International career
- Years: Team / Apps / (Points)
- 1982–1995: France / 111 / (128)

= Philippe Sella =

France international rugby union player (born 1962)

Philippe Sella (born 14 February 1962, in Tonneins) is a French former rugby union player. He started as a rugby league junior in his home town before switching to rugby union. As a former French rugby union player, he held the record for most international appearances until beaten by Jason Leonard. He became a member of the International Rugby Hall of Fame in 1999, and the IRB Hall of Fame in 2008.

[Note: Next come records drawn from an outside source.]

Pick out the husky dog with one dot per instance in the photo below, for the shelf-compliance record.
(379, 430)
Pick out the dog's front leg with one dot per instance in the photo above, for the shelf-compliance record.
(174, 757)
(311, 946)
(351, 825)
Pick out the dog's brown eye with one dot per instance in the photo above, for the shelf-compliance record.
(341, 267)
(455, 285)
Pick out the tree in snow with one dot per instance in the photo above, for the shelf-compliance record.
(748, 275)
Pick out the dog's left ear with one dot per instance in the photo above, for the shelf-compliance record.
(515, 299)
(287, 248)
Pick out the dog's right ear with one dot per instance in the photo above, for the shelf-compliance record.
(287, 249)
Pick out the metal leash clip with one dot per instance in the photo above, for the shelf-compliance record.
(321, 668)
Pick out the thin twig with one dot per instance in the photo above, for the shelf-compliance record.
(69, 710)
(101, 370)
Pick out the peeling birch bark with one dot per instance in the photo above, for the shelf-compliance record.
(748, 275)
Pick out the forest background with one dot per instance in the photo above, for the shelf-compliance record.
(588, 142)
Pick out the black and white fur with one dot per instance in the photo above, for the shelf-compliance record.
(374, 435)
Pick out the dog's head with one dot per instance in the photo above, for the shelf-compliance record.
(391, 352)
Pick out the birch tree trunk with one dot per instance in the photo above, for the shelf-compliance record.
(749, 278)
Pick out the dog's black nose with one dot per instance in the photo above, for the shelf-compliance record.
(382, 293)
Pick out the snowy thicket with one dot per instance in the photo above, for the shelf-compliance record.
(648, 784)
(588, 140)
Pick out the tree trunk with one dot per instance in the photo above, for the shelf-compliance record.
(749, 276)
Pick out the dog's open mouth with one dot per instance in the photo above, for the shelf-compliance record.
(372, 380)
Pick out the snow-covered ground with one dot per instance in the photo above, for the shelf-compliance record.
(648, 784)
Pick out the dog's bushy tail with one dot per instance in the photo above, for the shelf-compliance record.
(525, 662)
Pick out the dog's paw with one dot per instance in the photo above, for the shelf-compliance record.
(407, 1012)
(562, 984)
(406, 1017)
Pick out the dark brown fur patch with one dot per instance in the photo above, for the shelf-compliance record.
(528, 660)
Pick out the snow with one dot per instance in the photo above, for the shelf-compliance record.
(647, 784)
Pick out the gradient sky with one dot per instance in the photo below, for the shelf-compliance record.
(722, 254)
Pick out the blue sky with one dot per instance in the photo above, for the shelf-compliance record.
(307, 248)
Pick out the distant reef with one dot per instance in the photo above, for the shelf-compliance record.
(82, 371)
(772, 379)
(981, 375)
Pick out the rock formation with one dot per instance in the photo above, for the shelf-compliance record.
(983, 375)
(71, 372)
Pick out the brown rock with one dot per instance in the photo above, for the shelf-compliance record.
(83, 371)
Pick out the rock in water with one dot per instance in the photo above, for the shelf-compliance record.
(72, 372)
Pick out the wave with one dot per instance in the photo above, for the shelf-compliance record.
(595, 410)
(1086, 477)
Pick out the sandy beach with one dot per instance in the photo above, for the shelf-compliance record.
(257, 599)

Sella joined Saracens in 1996 from French side Agen. He and Australian Michael Lynagh were the catalysts for Saracens as they made the transition into the professional era, and Sella's presence helped other players make up their minds about joining the up-and-coming club.

He made a then world record 111 appearances (or caps) for France, and is one of only five players to have scored a try in every game during a Five Nations season.

Sella was the linchpin in the midfield where he operated alongside stalwart Steve Ravenscroft. His experience, pace and vision helped Saracens to become a potent force in 1998 and his appetite for defence was amazing.

He scored the opening try in the Tetley's Bitter Cup final in the same year, a trademark Sella finish. He showed pace, power and vision to run, swivel and crash over the line with his try then signalling the way for the floodgates to open.

He retired from rugby union later that year at the age of 36 and returned to France with his family.